Blood Money
By David
Andrew of Southwest Windpower has written about hair-raising (or perhaps hair-falling-out) cycles of raising capital and repaying debt. This is something I and bluehouse have not yet faced in quite the same way, although we have our own tumultuous relationship to the green. While I conceived of, started, and run my business—and I make all of the daily and strategic decisions—I don’t actually own it myself. A few years ago, my father (who is an extraordinary man) announced his intention to fully fund the entrepreneurial ambitions of my siblings and myself as a way of both bringing our family together and passing his legacy down to future generations. In a series of legal and financial maneuvers, we formed a family trust that in turn funded a holding company that officially owns my business along with several others launched by my brothers and their wives.
I am often asked how lucky I feel to have fallen into such an arrangement as compared to jumping through hoops for institutional funding. The short answer is “very,” although I suspect the question is enough of a gotcha that I don’t like to talk about it much. Yes, I dodged a bullet, but it’s not as if I don’t have to account for every penny that passes through my business. Indeed, I’d almost rather explain to a bank why I need money for new signage rather than have the matter scrutinized around the Thanksgiving dinner table or at my nephew’s birthday party. If a typical business should suddenly take a turn for the worse and fail, a bank can foreclose and be done with it. Humiliating, to be sure, but in my case, should the worst happen, there is no end of the earth to which I can flee from the knowledge that I’ve harmed the livelihood of my entire extended family. My extra motivation to succeed is the thought of those Thanksgivings and birthday parties if I do not.

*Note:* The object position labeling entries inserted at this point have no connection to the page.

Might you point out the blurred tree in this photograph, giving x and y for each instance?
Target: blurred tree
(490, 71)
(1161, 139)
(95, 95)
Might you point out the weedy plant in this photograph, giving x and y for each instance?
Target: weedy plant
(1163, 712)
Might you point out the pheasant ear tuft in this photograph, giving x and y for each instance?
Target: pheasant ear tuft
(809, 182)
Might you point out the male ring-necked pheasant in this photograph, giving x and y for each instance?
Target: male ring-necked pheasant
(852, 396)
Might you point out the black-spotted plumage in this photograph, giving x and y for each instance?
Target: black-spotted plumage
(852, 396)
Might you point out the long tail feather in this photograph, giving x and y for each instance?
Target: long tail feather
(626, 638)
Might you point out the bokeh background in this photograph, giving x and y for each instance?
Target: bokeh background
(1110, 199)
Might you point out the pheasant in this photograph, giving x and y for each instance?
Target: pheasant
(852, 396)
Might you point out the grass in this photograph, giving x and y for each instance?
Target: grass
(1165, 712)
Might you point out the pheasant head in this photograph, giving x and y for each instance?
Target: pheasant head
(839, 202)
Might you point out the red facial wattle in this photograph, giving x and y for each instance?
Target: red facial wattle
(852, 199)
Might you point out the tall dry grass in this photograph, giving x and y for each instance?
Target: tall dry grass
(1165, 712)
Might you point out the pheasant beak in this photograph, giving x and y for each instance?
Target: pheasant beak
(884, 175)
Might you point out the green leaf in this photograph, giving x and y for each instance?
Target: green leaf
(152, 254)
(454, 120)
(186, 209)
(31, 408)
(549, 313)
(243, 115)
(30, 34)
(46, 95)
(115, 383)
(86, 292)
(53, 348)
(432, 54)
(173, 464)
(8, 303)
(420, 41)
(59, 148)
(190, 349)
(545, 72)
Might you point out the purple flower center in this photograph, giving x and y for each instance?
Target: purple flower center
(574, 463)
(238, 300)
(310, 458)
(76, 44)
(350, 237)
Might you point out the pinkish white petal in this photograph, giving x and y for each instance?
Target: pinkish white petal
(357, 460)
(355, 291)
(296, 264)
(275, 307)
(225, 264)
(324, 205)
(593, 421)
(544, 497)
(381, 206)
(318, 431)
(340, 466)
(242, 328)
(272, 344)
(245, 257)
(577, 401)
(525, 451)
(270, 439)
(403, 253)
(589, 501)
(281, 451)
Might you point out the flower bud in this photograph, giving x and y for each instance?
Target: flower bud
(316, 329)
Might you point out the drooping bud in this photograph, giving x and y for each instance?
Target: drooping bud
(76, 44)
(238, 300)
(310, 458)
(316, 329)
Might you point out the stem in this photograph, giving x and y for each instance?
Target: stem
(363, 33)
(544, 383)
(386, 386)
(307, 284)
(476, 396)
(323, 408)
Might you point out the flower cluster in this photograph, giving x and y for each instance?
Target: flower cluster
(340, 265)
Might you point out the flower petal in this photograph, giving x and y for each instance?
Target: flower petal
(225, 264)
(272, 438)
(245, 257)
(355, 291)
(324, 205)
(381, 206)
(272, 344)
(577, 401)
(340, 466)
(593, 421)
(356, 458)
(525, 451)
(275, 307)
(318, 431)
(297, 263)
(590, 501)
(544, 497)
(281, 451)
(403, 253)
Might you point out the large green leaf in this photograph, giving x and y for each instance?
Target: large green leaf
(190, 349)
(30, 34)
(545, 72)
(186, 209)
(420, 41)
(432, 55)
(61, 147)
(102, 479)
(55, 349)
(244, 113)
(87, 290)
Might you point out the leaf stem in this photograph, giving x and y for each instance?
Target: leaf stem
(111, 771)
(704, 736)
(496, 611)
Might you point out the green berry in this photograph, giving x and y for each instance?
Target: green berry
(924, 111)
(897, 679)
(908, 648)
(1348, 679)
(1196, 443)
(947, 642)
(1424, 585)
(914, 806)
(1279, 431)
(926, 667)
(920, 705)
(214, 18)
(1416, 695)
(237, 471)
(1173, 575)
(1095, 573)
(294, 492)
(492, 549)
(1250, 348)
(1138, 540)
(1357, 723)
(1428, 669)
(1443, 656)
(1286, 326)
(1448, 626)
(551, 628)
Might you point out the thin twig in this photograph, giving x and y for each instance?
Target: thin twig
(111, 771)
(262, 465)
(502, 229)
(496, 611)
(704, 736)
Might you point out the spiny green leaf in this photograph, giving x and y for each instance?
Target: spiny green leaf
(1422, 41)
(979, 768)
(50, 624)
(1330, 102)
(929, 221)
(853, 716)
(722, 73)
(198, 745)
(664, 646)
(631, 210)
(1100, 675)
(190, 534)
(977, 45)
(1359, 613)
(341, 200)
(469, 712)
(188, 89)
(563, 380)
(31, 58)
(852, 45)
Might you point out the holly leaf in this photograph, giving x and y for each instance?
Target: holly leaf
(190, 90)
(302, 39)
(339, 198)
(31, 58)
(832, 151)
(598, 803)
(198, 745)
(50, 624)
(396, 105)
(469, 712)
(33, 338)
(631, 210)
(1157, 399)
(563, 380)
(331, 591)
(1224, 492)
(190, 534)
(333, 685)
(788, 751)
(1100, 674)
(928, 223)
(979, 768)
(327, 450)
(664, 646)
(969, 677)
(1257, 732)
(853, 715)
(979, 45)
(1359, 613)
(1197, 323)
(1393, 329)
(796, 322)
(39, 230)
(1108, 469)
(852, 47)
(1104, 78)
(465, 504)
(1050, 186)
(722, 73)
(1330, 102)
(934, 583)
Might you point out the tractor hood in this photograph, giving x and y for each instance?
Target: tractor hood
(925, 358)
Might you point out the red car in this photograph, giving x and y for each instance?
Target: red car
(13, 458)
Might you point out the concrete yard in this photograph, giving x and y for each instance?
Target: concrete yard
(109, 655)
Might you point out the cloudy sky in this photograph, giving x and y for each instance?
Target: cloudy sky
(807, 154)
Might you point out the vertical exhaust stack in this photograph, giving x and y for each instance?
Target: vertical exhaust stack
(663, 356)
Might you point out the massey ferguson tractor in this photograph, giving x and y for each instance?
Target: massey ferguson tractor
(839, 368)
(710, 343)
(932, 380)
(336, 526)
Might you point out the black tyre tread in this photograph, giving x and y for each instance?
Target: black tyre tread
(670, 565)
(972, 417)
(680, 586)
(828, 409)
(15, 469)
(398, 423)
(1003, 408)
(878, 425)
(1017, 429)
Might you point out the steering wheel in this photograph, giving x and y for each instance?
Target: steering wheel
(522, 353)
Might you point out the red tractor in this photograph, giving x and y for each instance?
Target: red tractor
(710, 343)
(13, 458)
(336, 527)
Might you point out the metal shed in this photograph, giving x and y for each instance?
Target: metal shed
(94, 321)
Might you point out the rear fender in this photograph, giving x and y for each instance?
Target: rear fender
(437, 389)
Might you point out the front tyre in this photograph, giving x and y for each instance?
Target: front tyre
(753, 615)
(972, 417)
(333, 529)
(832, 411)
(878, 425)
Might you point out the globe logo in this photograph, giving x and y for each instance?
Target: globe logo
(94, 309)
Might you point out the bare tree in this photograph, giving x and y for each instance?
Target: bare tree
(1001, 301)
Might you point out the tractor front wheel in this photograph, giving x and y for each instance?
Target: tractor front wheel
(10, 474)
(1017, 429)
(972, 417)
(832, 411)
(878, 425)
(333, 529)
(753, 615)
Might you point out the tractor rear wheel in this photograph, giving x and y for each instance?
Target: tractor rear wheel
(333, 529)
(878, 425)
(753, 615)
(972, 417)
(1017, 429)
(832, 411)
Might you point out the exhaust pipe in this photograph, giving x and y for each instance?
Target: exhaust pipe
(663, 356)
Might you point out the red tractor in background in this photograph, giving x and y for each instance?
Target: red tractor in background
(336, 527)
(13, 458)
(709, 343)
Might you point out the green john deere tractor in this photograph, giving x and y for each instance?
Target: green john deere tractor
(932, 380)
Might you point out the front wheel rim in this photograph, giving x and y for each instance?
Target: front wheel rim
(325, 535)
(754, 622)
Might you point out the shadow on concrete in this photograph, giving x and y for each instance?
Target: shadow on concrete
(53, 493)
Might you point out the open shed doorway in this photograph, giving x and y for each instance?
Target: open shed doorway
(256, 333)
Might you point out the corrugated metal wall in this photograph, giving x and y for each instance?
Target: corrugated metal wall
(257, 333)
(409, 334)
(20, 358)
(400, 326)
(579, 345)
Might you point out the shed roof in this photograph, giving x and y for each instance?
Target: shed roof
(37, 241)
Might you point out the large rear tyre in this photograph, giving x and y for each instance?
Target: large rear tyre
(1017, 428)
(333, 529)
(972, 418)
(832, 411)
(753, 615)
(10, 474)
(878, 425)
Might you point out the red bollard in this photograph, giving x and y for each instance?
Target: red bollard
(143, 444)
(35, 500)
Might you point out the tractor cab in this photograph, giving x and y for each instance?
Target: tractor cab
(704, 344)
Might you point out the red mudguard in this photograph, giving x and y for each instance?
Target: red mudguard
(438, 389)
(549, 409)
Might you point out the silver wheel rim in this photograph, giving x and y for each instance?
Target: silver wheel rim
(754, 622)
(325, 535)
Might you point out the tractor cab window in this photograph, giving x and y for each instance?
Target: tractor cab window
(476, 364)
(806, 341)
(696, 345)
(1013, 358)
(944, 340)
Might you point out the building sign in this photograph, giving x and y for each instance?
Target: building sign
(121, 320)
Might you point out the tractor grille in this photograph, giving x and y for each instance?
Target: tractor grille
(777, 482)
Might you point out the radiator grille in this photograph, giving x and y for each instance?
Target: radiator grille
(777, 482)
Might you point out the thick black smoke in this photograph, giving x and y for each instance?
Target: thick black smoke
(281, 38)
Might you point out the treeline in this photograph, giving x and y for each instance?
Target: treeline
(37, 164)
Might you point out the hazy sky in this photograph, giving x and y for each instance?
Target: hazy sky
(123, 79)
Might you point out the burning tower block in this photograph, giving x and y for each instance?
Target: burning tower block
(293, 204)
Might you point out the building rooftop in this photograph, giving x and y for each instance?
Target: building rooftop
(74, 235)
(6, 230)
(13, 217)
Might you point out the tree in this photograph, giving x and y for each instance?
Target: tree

Still, although it’s very strange for me to be making complex business decisions with the brothers who used to kick the back of my car seat or hold their finger up to my head and play “I’m not touching you,” it’s an oddly satisfying arrangement. Business is risk—daily and often unnerving risk—and there is something both soothing and thrilling about sharing that with the people who have known me since I was born.
And, well, yes, often irritating. But right nonetheless.